The Government of Bangladesh has adopted several non-therapeutic measures to tackle the pandemic of SARS-CoV-2. However, the curve of COVID-19 positive cases has not significantly flattened yet, as the adoption of preventive measures by the general population is predominantly a behavioral phenomenon that is often influenced by people's knowledge and attitudes. This study aimed to assess the levels of knowledge, attitudes, and preventive behavioral practices toward COVID-19 and their interrelationships among the population of Bangladesh aged 18 years and above. This study adopted a web-based cross-sectional survey design and collected data from 1056 respondents using the online platform Google Form. We employed the independent sample t-test, one-way ANOVA, Pearson's product-moment correlation, and Spearman rank-order correlation to produce the bivariate level statistics. We also run multiple linear and logistic regression models to identify the factors affecting knowledge, attitudes, and preventive behavioral practices toward COVID-19. The respondents had an average knowledge score of 17.29 (Standard Deviation (SD) = 3.30).

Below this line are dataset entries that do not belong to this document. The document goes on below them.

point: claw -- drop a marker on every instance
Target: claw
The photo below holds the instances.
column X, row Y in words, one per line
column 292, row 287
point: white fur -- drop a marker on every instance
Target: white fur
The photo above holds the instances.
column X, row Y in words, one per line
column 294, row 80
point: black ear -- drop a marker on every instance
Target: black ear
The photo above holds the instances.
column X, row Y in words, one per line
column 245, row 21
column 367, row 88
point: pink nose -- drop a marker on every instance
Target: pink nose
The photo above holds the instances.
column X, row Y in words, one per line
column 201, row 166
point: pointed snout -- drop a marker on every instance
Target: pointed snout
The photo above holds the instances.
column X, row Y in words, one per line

The average score for attitude scale toward COVID-19 was 13.6 (SD = 3.7). The respondents had excellent preventive behavioral practices toward COVID-19 (mean 7.7, SD = 0.72). However, this study found that knowledge and attitudes did not matter for preventive behavioral practices toward COVID-19. Instead, education appeared as a sole predictor for preventive behavioral practices toward COVID-19; that means preventive behavioral practices toward COVID-19 was lower among the less educated respondents. This study suggests increasing education as a long-term strategy and taking immediate action to increase knowledge and decrease negative attitudes toward COVID-19 through targeted health education initiatives as a short-term strategy.